Describe an ideal day in Sydney’s eastern suburbs just for you?

Going for a run along our beautiful coastline, then meeting a friend for a walk and talk, then going shopping on my own in the afternoon for just a browse (OK, I might find something to buy too!)

What area of the east have you yet to explore much but would like to?

I would love to do more walks around the harbourside coastline from Rose Bay to Nielsen Park.

Work or Stay at home parent?

When my youngest was 3, I was approached to apply for a newly created role in a local small business. Five years on and I love my job as the Community Partnership Manager of the Clovelly Community Branch, Bendigo Bank. We are the only profit-for-purpose bank in the Eastern Suburbs and we give up to 80% of our profits back to our community.

My role is multifaceted and along with looking after the PR, marketing, events and social media for the branch, my role is to connect with local NFPs, see how we can support them and help them apply for grants and sponsorships from our branch. We give away around $100K a year to local NFPs and have given over $1.3 million just from our little Clovelly branch.

We have supported over 100 local community groups and our latest large donation was to the Bayside Women’s Shelter to pay their first years rent ($50K).

We have just renewed our support for another 6 months as they were struggling to find another sponsor for this big cost item. I enjoy connecting with the community at various touchpoints doing my best to have my finger on the pulse of what the community needs are; domestic violence, sporting groups, underprivileged children, mental health, the elderly, sustainability and the environment, etc.

Our branch at 222 Clovelly Road is a connection point for our supported community groups and our customers and locals who want to support them.

We regularly have collections for our groups at the branch, from collecting toiletries for the homeless on behalf of ‘Little Care Packs’, to food items for families in need on behalf of SECC. We are also the main drop off point for all donations to the women and children residing at the local Bayside Women’s Shelter for families who have escaped domestic violence.

We regularly post which items are needed for the shelter on our Facebook page ‘Clovelly Community Bank Branch’ so that people can donate specific items that are needed by the families there. We are currently running a present drive for the families spending Christmas at the shelter.

Motherly advice?

I am certainly no expert, but now my children have grown up abit and we are out of the toddler years, I would say to enjoy your children in the here and now. We only get this chance with our babies once and they will never be as young as they are today.
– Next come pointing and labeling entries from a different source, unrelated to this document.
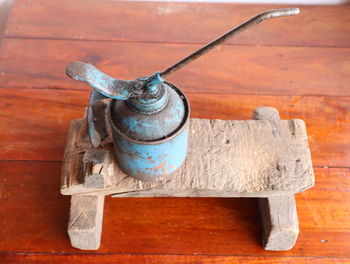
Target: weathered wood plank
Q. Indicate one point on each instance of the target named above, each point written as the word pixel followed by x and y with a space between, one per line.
pixel 85 221
pixel 37 215
pixel 159 22
pixel 227 70
pixel 41 133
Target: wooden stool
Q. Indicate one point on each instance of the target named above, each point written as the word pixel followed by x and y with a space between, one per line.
pixel 267 158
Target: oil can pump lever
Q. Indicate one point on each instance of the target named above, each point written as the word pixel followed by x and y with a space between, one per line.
pixel 103 83
pixel 148 86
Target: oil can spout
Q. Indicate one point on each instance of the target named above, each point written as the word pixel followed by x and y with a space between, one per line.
pixel 233 32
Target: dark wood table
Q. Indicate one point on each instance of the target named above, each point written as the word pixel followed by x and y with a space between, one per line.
pixel 300 65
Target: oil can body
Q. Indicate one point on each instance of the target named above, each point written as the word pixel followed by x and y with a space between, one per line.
pixel 151 146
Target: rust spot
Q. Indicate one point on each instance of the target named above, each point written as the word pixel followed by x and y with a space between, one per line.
pixel 159 167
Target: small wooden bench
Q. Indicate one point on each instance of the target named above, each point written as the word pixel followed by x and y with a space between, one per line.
pixel 266 158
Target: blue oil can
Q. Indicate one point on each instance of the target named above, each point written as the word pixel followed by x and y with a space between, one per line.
pixel 148 116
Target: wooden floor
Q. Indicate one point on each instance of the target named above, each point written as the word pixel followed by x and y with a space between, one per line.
pixel 300 65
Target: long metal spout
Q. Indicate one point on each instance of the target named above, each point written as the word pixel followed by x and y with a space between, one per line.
pixel 251 22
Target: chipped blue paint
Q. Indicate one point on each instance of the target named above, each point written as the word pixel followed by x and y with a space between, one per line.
pixel 154 145
pixel 150 161
pixel 149 120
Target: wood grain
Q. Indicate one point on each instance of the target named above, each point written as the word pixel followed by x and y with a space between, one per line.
pixel 160 22
pixel 37 216
pixel 41 133
pixel 285 63
pixel 226 70
pixel 219 162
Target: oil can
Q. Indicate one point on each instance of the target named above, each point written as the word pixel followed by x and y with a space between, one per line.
pixel 148 119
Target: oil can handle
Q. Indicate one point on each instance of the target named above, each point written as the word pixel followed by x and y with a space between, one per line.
pixel 103 83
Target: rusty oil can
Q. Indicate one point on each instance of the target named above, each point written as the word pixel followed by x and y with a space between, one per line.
pixel 148 116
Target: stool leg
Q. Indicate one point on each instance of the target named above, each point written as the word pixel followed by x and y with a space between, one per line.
pixel 85 221
pixel 280 222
Try to see through the tired fog that sometimes descends on busy families and try to stop and focus on the simple things.

Enjoy the squeezing hugs at school drop off, answer those multiple questions about life that always come at bedtime when you are tired, and don’t let boring household chores get in the way of a good bounce with them on the trampoline. That’s actually advice to myself! Ha ha!